Browsing with Chrome Direct Skill

Browsing with Chrome Direct

Overview

Control Chrome via DevTools Protocol using the use_browser MCP tool. Single unified interface with auto-starting Chrome.

Announce: "I'm using the browsing skill to control Chrome."

When to Use

Use this when:

Controlling authenticated sessions
Managing multiple tabs in running browser
Playwright MCP unavailable or excessive

Use Playwright MCP when:

Need fresh browser instances
Generating screenshots/PDFs
Prefer higher-level abstractions

Auto-Capture

Every DOM action (navigate, click, type, select, eval, keyboard_press, hover, drag_drop, double_click, right_click, file_upload) automatically saves:

{prefix}.png — viewport screenshot
{prefix}.md — page content as structured markdown
{prefix}.html — full rendered DOM
{prefix}-console.txt — browser console messages

Files are saved to the session directory with sequential prefixes (001-navigate, 002-click, etc.).
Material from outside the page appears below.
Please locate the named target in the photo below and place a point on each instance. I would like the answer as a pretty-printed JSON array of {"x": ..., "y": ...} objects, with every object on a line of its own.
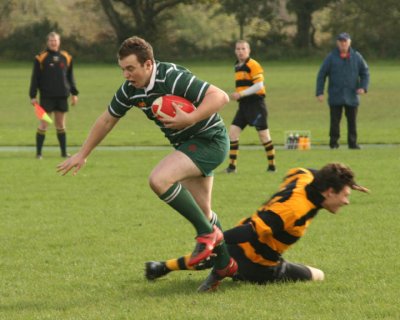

You must check these before using extract or screenshot actions.

The use_browser Tool

Single MCP tool with action-based interface. Chrome auto-starts on first use.

Parameters:

action (required): Operation to perform
selector (optional): CSS or XPath selector for element operations
payload (optional): Action-specific data (string or object)
timeout (optional): Timeout in ms for await operations (default: 5000)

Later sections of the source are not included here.